Wczorajsza rozprawa przeciwko p. Dąbalowi rozpoczęła się o godz. 10 min. 15 . Przed rozpoczęciem rozprawy omawiano na sali żywo wczorajszy wiec komunistyczny, urządzony przez posła Łańsuckiego. Sąd przystępuje do dalszego przesłuchania świadków. Sw. Gruncewicz potwierdza okoliczności obciążające p. Dąbala, a przytoczone przez wczorajszych świadków. Powołany przez obronę św. Sudoł oświadcza, iż zna oskarżonego z czasów, gdy należał do stronnictwa P.S.L.- Piast. Na pytanie prokuratora, czy był na wiecach w pow. tarnobrzeskim, na którym rzucano hasła o bezpłatnem wywłaszczaniu ziemi, odpowiada świadek: – Ja przecież nie jestem oskarżony, ja nie rzucałem takich haseł.
Byłem wprawdzie w partii Okonia, ale później z niej wystąpiłem. Następny św. Grzybowski , zapytany przez prokuratora czy słyszał, że p. Dąbal po upadku Austrji wstąpił do żandarmerji ? odpowiada: – Słyszałem.
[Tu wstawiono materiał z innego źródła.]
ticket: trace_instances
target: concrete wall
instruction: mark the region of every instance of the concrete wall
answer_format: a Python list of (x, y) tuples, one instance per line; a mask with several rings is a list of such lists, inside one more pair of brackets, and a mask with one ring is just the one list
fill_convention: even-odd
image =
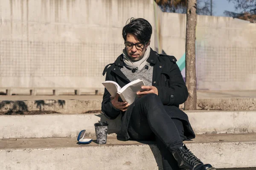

Prokurator: Proszę powołać na świadka p. Witosa , który badał sprawę na miejscu. P. Witos będzie mógł oświadczyć, w jaki sposób p. Dąbal przeszedł od żandarmerji do komunizmu. Obrona sprzeciwia się temu wnioskowi, a p. Dąbal w przewlekłym oświadczeniu stara się przedstawić, w jaki sposób został żandarmem. Przewodniczący przerywając: To jest zbyteczne. W oczach sądu żandarm jest obrońcą porządku społecznego. P. Dąbal: Ja obstaję przy swoim wniosku. Z ramienia gen. Roji byłem istotnie kilka dni dowódcą żandarmerji . W jaki sposób doszedłem z żandarmerji do komunizmu, to jest już moja rzecz a nie prokuratora. Na tem zarządza przewodniczący przerwę. Wyrok zapadnie dzisiaj.